The biggest understatement of the year is my mother and I do not see eye to eye on religion or politics and I would be lying if I said my “sudden” switch from liberal albeit non-practicing Christian to vocal capitol A Atheist has not strained our relationship. For the most part we do our best not to discuss the issue and instead focus on my five-month-old son, because nothing brings families closer together than cute babies. However there are times when I wish we would or could talk. It has been about a year since I proudly embraced the Atheist label (just before Christmas, admittedly my timing could have been better), and since that time I have noticed an uptick in Facebook “likes” on posts detailing what Atheists think, or more accurately what Christians think Atheists think. This frustrates me in general, but in particular with my mother because if she wants to know what an atheist thinks perhaps she should ask her son. Go ahead and take a second to watch the Frank Turek video that graced my Facebook feed the other day courtesy of my mother.

Did you catch all that?

“They have a moral issue, an emotional issue. They have an accountability issue maybe… People don’t want Christianity to be true. Why? Because they don’t want there to be God, they want to be God. They want to go their own way. They don’t want to have a moral authority above them. In fact most people are not on a truth quest they are on a happiness quest, whatever is going to make them happy they are going to believe.”

Its a wonder I haven’t left my wife and son to go marauding and pillaging, and
I have to ask myself, is this what my mother really thinks about me? And even if I did leave Christianity so I could go live an immoral life and not be accountable to God why on earth would I become a capital A Atheist as opposed to a little A atheist? Why would I proudly embrace the label of one of the most disliked groups in the country? For that matter why would I even leave the comfort and privilege of the Christian community? Look at how the evangelical community has rallied around Donald Trump, I assert there is zero reason to leave the Christian community in order to live an immoral life accountable to no one. My act might not fool “God” of course, but certainly would fool Christians. For seven years I lived as a non-practicing Christian, a little A atheist for all intents and purposes, and so long as I occasionally professed a belief in God no one questioned my morality, then one day I embrace the atheist label and somehow with absolutely no change in lifestyle suddenly my mother believes I am an hedonist. And I have to ask, what part of alienating  my family does she think is fun for me? It makes no sense to become a capital A Atheist for moral or accountability reasons as Frank Turek describes them, I can do that just as easily while still being plugged into the Christian community without the added stress of being an Atheist. No there must be something more, like the complete and utter lack of evidence for the two most foundational events of Christianity, the Exodus and the Resurrection, for starters.

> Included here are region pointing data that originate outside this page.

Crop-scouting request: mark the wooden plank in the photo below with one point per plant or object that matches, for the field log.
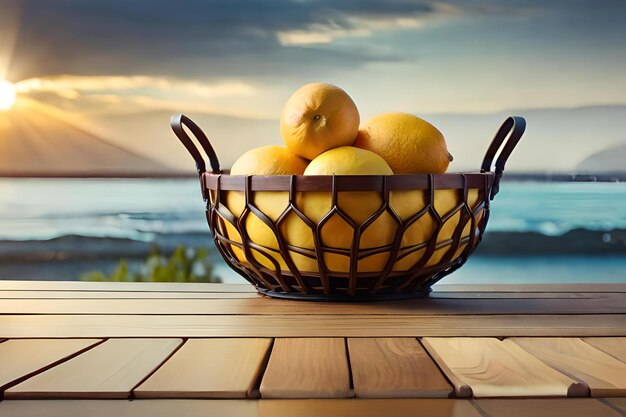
(486, 367)
(533, 295)
(307, 368)
(394, 368)
(571, 407)
(109, 370)
(205, 368)
(210, 287)
(29, 326)
(259, 305)
(618, 403)
(367, 408)
(17, 285)
(590, 288)
(614, 346)
(96, 294)
(128, 295)
(605, 375)
(22, 358)
(238, 408)
(125, 408)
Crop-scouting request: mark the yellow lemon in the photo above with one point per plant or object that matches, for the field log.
(406, 204)
(269, 160)
(338, 230)
(266, 160)
(318, 117)
(410, 145)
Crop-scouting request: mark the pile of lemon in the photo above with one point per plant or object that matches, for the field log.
(320, 128)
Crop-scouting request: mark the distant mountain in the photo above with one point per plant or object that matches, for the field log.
(149, 133)
(36, 141)
(609, 160)
(555, 140)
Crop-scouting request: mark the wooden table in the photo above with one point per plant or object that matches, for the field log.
(75, 348)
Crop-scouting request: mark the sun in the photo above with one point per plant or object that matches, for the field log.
(7, 95)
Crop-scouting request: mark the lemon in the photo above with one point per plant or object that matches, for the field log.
(410, 145)
(266, 160)
(269, 160)
(337, 234)
(318, 117)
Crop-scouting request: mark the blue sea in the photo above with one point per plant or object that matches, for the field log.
(38, 209)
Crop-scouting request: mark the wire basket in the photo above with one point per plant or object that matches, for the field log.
(352, 237)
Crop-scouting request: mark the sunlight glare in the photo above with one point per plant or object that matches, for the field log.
(7, 95)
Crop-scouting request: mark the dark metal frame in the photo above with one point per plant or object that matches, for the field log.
(326, 285)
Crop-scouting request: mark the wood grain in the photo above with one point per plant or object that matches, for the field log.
(259, 305)
(367, 408)
(109, 370)
(358, 325)
(22, 285)
(571, 407)
(614, 346)
(542, 288)
(17, 285)
(619, 403)
(394, 368)
(307, 368)
(605, 375)
(130, 295)
(125, 408)
(486, 367)
(25, 357)
(206, 368)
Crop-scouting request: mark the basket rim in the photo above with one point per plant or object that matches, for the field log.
(447, 181)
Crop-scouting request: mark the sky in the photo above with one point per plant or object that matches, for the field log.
(244, 58)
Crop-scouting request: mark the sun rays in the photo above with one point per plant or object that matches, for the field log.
(7, 95)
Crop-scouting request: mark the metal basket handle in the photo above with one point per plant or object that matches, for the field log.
(177, 122)
(509, 134)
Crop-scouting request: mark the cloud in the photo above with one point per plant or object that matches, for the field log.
(363, 25)
(195, 38)
(85, 94)
(72, 85)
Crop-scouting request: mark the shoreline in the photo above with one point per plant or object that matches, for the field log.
(566, 176)
(67, 257)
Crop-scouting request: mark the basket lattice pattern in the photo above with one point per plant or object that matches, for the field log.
(407, 250)
(353, 238)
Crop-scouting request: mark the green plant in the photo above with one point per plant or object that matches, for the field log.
(183, 265)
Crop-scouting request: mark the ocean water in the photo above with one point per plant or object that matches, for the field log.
(140, 209)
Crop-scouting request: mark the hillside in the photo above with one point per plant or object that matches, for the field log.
(612, 159)
(37, 141)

But I must confess I am guilty of Frank Turek’s accusations. I don’t want Christianity to be true, also if Christianity were true I wouldn’t become a Christian but not because of moral or accountability issues as Turek spouts off. No if Christianity were true that would mean God actually did kill the slaves of the people he was mad at for owning slaves. It would mean God actually did save the life of a man who offered to let a depraved mob rape his two virgin daughters (probably around 13-years-old) but murdered his wife for looking over her shoulder at the wrong time. It would mean there is a God who exists that thinks picking up sticks on the wrong day is a worse offense than beating someone with a rod. A God who cares more about the appropriate way to boil a baby goat (not in its mother’s milk) than he cares about slavery, polygamy, and rape (often all at the same time). Exactly which part of that does Turek think should be appealing to me?

I wouldn’t become a Christian because why would I join an organization that has zero respect for other faiths and cultures, that oppresses women, and discriminates against the LGBT community for the privilege of worshiping a deity who did all of the above? I wouldn’t become a Christian because being commanded to say “I love you” to someone pointing the gun of hellfire at your head means nothing at all and I won’t degrade myself by saying it. I wouldn’t become a Christian because my principles would never allow me to praise someone who made that the choice in the first place.

On second though I did leave Christianity for moral reasons.